AMD to come clean on Barcelona performance

Written by Tim Smalley

July 6, 2007 // 6:23 p.m.

Tags: #2006 #amd #barcelona #benchmark #clean #cpu2006 #honest #int #k10 #mystery #performance #rate #results #spec #xeon

According to a report, a spokesman from AMD has promised honest Barcelona benchmarks "in the coming weeks".

Earlier this week, some feathers were ruffled when simulated performance data for AMD's upcoming Barcelona processors reared its head on the net. Of all places, the source of the information was actually AMD's own website (the data has since been removed).

The problem with the so-called benchmarks was that they were not only based on "internal AMD simulations" at a clock speed that will not be available at the time of launch, but also the comparisons made by the company misrepresented the competition with out-of-date results.

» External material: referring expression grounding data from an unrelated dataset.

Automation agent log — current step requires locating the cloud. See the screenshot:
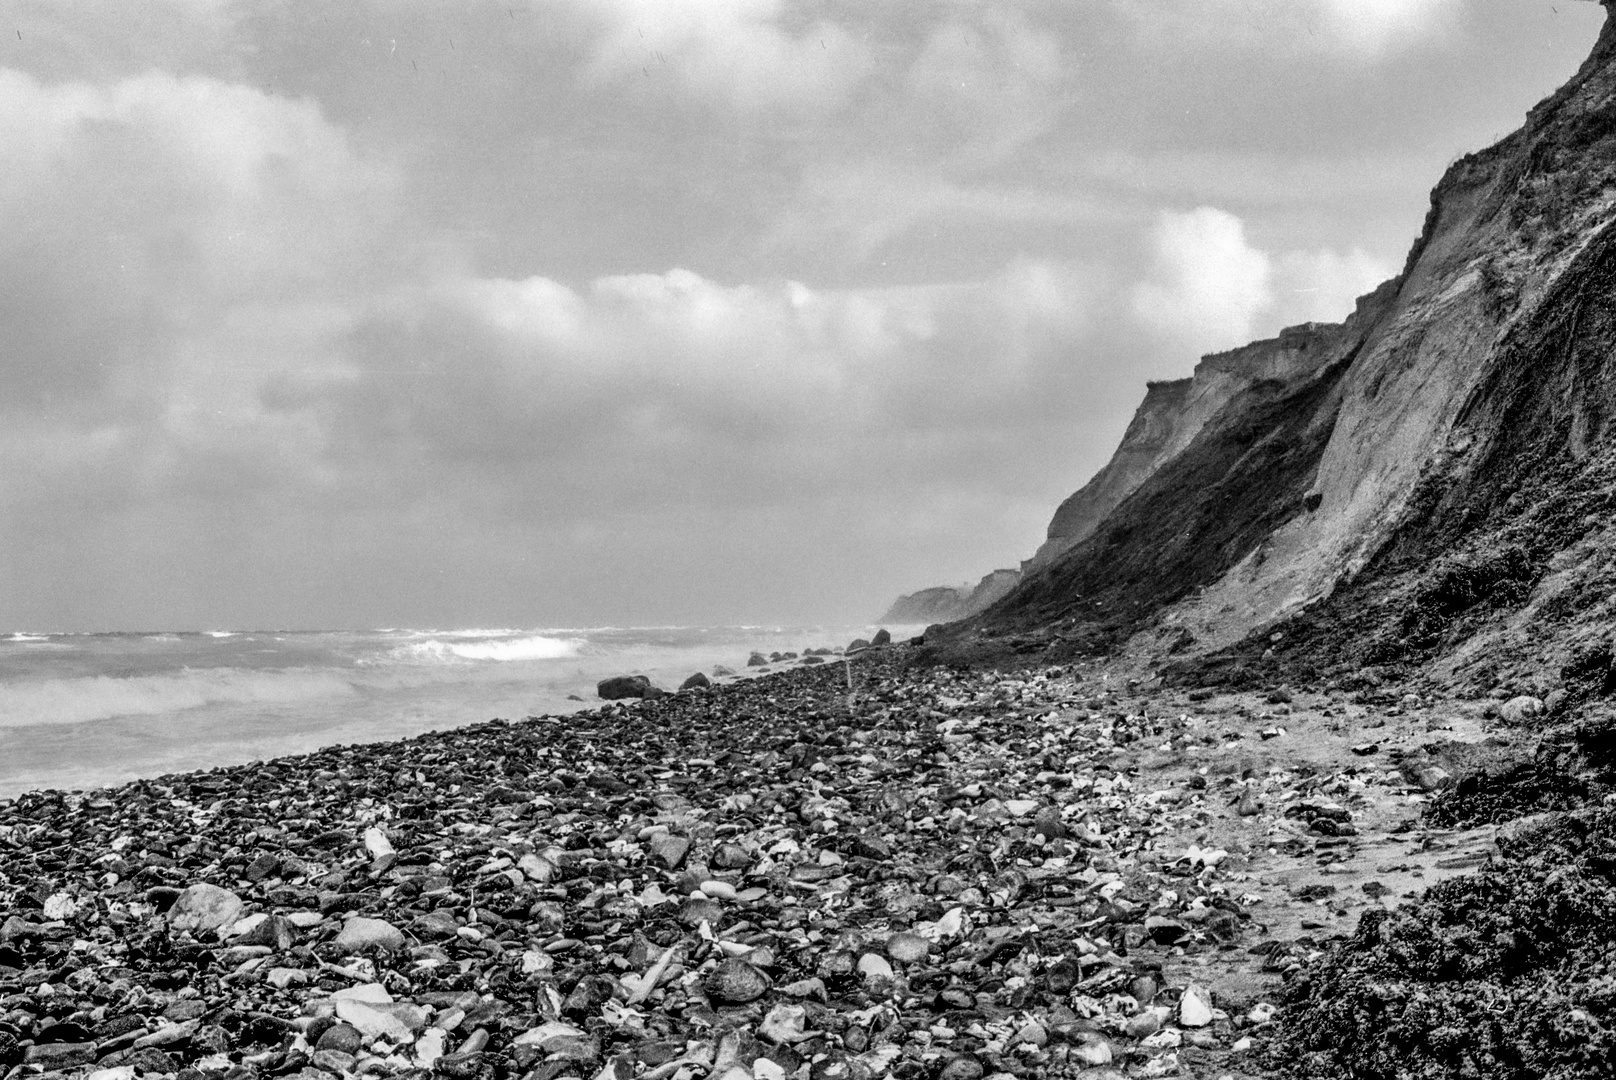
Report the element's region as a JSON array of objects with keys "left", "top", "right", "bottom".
[
  {"left": 1108, "top": 0, "right": 1461, "bottom": 58},
  {"left": 1128, "top": 207, "right": 1396, "bottom": 360},
  {"left": 0, "top": 65, "right": 395, "bottom": 562},
  {"left": 0, "top": 67, "right": 391, "bottom": 422},
  {"left": 1274, "top": 246, "right": 1394, "bottom": 325},
  {"left": 1131, "top": 207, "right": 1273, "bottom": 352},
  {"left": 306, "top": 260, "right": 1102, "bottom": 503},
  {"left": 1317, "top": 0, "right": 1461, "bottom": 55},
  {"left": 578, "top": 0, "right": 871, "bottom": 113}
]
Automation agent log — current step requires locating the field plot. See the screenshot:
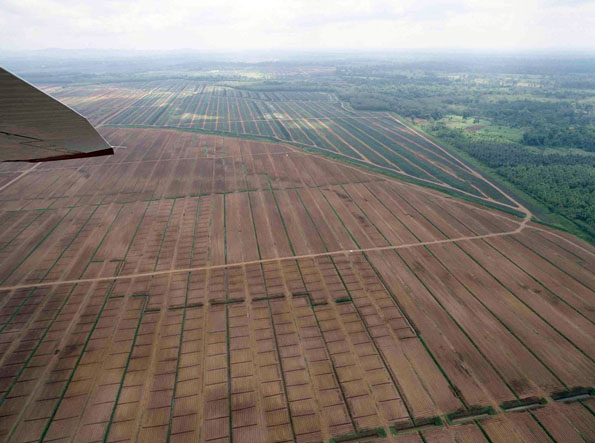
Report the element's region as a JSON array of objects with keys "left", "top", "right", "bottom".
[
  {"left": 44, "top": 81, "right": 516, "bottom": 207},
  {"left": 0, "top": 128, "right": 593, "bottom": 442}
]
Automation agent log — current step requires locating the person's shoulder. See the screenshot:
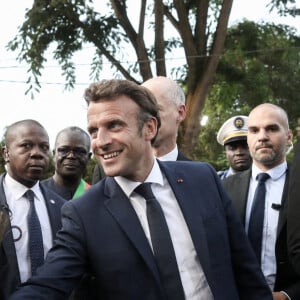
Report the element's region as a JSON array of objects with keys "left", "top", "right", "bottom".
[
  {"left": 41, "top": 176, "right": 54, "bottom": 187},
  {"left": 160, "top": 159, "right": 215, "bottom": 173},
  {"left": 40, "top": 183, "right": 67, "bottom": 206},
  {"left": 223, "top": 169, "right": 251, "bottom": 184}
]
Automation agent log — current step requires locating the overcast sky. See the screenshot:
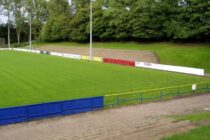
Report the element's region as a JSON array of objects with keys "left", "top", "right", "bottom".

At 2.6GHz, the simulated Barcelona benchmark claimed to be 21 percent faster than Intel's Xeon 5355 in SPECint_rate2006, but Intel has since released a new compiler that helps improve performance on its processors and it reduces the gap in performance to almost nothing (102 for Barcelona @ 2.6GHz, 101 for Intel's Xeon 5355).

If you also take into account the fact that Intel is soon to release a 3.0GHz Xeon 5365 (it's already available in the Mac Pro), which yields an even higher score of 106 in SPECint_rate2006, Barcelona already looks behind the times and we've not even talked about Penryn yet.

AMD's Phil Hughes claimed that the information was correct when it was published early this year, but then added that "[AMD is] working to remove that stuff from our website now. It is not an accurate reflection of the highest performance [Intel processors]."

Thankfully the offending data has now been removed and the tech world can return to some kind of normality. However, the real problem is that while the information was potentially accurate earlier this year, when AMD revealed last week that its fastest Barcelona processor at launch would be clocked at only 2.0GHz, the data was already a long way off what early adopters will see when the processor launches.

For now, there's a cloak of uncertainty surrounding AMD's Barcelona processors and I'm fairly sure that we're not going to see the real answers until independent benchmarks are published after the CPU's launch later this year. For now though, I guess we'll live and hope that AMD's next-generation processors will be competitive with whatever Intel has up its sleeves.